Notes by @tucotuco required

Tasilee avatar Jul 16 '23 23:07 Tasilee

I missed the Parameter(s) (added) and the syntax on the vocabulary in Source Authority (done)

Tasilee avatar Jul 17 '23 00:07 Tasilee

Updated comment from blank to

"The term dwc:basisOfRecord has the comment "Recommended best practice is to use the standard label of one of the Darwin Core classes." The list of these values can be determined by searching https://github.com/tdwg/dwc/blob/master/vocabulary/term_versions.csv for rows with status="recommended" and rdf_type="http://www.w3.org/2000/01/rdf-schema#Class". For tests against a dwc:Occurrence record, the set of valid terms is more limited and embodied in the resource found at https://rs.gbif.org/vocabulary/dwc/basis_of_record.xml, which contains both preferred labels and alternate labels from which to standardize values. This test will fail if there is leading or trailing whitespace or there are leading or trailing non-printing characters."

tucotuco avatar Jul 17 '23 01:07 tucotuco

Splitting bdqffdq:Information Elements into "Information Elements ActedUpon" and "Information Elements Consulted".

Also changed "Field" to "TestField", "Output Type" to "TestType" and updated "Specification Last Updated"

Tasilee avatar Sep 18 '23 00:09 Tasilee

Updated note to remove evident copy/paste error of fail on whitespace text. Leading or trailing whitespace is one condition this amendment should be able to propose a correction for.

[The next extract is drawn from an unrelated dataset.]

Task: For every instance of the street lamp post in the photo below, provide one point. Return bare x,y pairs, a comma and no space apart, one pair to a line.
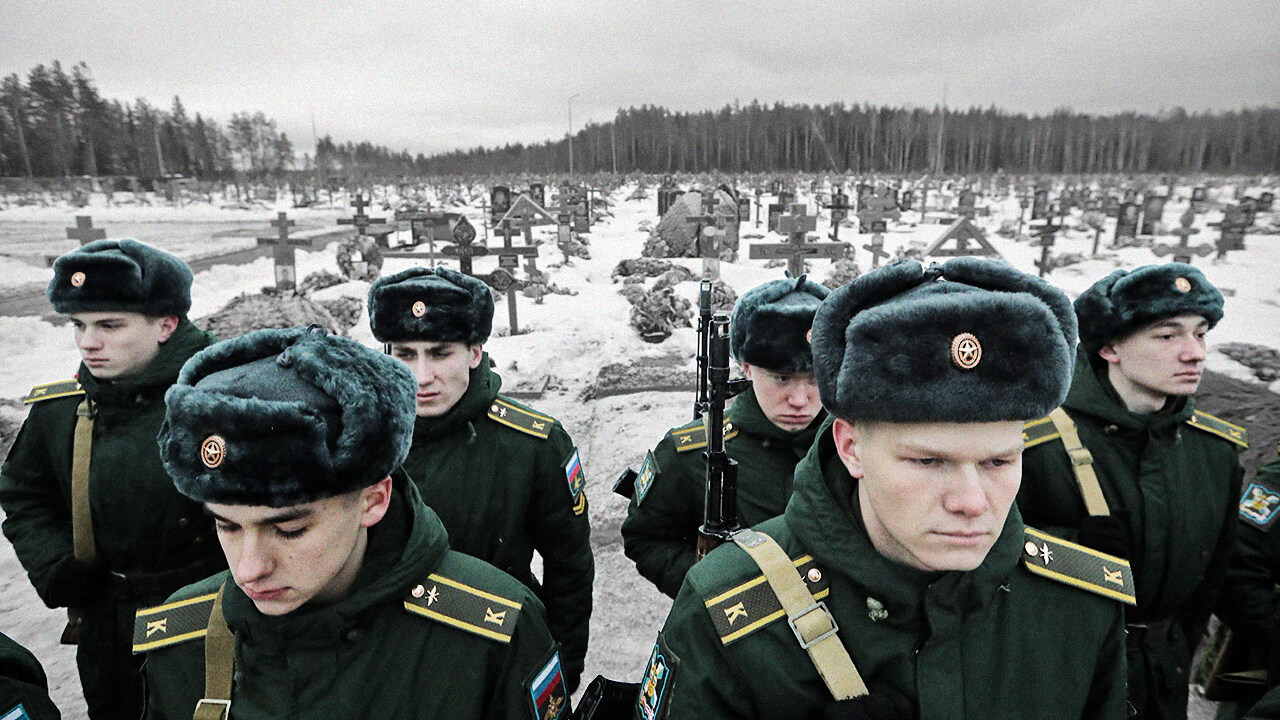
571,132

chicoreus avatar Feb 23 '24 20:02 chicoreus

Note that the labels contain spaces, e.g. "Preserved Specimen", not "PreservedSpecimen".

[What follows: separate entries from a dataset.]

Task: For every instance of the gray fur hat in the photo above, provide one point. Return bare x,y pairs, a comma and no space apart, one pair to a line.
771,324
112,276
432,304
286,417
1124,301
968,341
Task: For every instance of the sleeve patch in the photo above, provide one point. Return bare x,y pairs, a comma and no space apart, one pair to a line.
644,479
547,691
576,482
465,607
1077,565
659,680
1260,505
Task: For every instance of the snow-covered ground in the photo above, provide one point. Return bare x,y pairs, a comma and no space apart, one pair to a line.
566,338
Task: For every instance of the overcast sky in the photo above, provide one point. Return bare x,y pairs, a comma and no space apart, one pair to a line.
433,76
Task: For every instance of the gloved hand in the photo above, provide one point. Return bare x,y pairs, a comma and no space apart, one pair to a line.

Updating the examples from:

[dwc:basisOfRecord="Human obs": Response.status=AMENDED, Response.result=dwc:basisOfRecord="HumanObservation", Response.comment="dwc:basisOfRecord contains interpretable value"]

[dwc:basisOfRecord="FossilSpecimen": Response.status=NOT_AMENDED, Response.result="", Response.comment="dwc:basisOfRecord contains match in bdq:sourceAuthority so NOT_AMENDED"]

to

[dwc:basisOfRecord="Human obs": Response.status=AMENDED, Response.result=dwc:basisOfRecord="Human Observation", Response.comment="dwc:basisOfRecord contains interpretable value"]

[dwc:basisOfRecord="Fossil Specimen": Response.status=NOT_AMENDED, Response.result="", Response.comment="dwc:basisOfRecord contains match in bdq:sourceAuthority so NOT_AMENDED"]

Validation data for dataID rows 438, 439, 440, 441, 442, 443, 444, 445, and 446 need to be examined, and at least 443-446 need to be corrected to reflect spaces in the labels.

chicoreus avatar Jul 24 '24 12:07 chicoreus

Added an example to the note.

Needs Work label currently applies to the validation data rather than the specification.

chicoreus avatar Jul 24 '24 13:07 chicoreus

I don't agree with this one. The term names are the standard (HumanObservation), not their labels. From https://dwc.tdwg.org/terms/#dwc:basisOfRecord: "Recommended best practice is to use a controlled vocabulary such as the set of local names of the identifiers for classes in Darwin Core." Examples: HumanObservation

tucotuco avatar Jul 24 '24 13:07 tucotuco

@tucotuco Good. I like local names better. Feels like it fits better with more people's practices. Looks like the Darwin Core term recommendation for best practice has changed. On July 16, 2023, you had added the note with the text: "The term dwc:basisOfRecord has the comment "Recommended best practice is to use the standard label of one of the Darwin Core classes."

I'd be very in favor of changing the test note and examples and keeping the validation data with the local names (without spaces).

chicoreus avatar Jul 24 '24 15:07 chicoreus

Updated comment and examples accordingly.

chicoreus avatar Jul 24 '24 15:07 chicoreus

I have changed the relevant Test Data records and added a new one. Is NEEDS WORK still needed on this?

Tasilee avatar Aug 02 '24 00:08 Tasilee